Experimentation wasn’t just limited to HDR photography either. After reading Ibarionex Pererllo’s “The Candid Frame on Street Photography” I took some of the notes he shared on Street Photography and applied them as practical setting changes on my cameras. From “..on Street Photography,” Perello states:

“With a high ISO setting and the lens aperture set to F/5.6, you can expect that you’ll have a fast enough shutter speed to counter camera shake as well as freeze the movement of your subject.”

The Olympus E-PL7 is definitely selfie friendly

If selfies are your thing, don’t shy away from cameras with you in mind.

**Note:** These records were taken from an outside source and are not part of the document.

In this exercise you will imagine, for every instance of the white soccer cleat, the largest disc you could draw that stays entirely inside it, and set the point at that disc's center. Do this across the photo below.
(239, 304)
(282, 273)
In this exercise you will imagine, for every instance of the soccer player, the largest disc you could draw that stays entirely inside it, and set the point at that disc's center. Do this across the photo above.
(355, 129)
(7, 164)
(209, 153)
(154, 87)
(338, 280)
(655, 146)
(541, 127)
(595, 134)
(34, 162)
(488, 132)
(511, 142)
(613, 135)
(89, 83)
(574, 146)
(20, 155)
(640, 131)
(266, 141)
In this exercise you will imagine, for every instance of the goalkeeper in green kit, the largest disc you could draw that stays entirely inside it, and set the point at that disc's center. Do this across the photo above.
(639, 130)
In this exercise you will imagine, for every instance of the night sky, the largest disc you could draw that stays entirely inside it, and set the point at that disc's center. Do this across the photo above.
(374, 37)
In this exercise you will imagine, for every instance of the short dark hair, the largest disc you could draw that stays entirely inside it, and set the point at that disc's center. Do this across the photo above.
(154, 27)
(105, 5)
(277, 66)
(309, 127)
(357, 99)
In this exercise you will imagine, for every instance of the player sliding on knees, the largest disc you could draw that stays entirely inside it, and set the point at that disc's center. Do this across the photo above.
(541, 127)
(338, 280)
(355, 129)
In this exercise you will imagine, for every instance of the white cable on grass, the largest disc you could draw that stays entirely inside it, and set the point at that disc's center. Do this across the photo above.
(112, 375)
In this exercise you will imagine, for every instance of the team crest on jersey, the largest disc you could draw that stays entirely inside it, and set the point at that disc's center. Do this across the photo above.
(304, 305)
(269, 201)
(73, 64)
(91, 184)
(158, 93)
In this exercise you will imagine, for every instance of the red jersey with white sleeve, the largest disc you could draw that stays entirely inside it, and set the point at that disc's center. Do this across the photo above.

After reading the book, I immediately made the necessary adjustments to my NX500’s custom setting (along with some personal preferences) and hit the streets ready to try to make some great photographs. 

In case I haven’t beat this into your head enough, don’t spend too much time hand-wringing on camera manufacturers or camera settings with some random people online. That takes away from what will make you a better photographer – that’s the time you’ll spend out in the streets or in your home studio making photographs. 

So which camera should I buy?

I said I would answer this question in the beginning so here’s the answer – go to a camera store, in the NYC-metro area I recommend you check out Adorama, B & H, or Unique Photo, and try out a couple of different models and form factors. Ask yourself what do I plan on shooting with this camera: will I just take a couple of snapshots during my vacation or do you have ambitions to take a photography class? Do I need full manual controls or will the camera sit on its auto function? The first thing you have to remember is that a camera is simply a tool; think of it as the paintbrush to your painting. It’s not the painting, just what you will use to create it. 

So if you’re looking to up your photography game in 2016 or looking into purchasing a camera without a phone or text function, congrats! Dedicate some time into the craft and you’ll find that photography can truly be an eye-opening hobby that you will enjoy for a lifetime.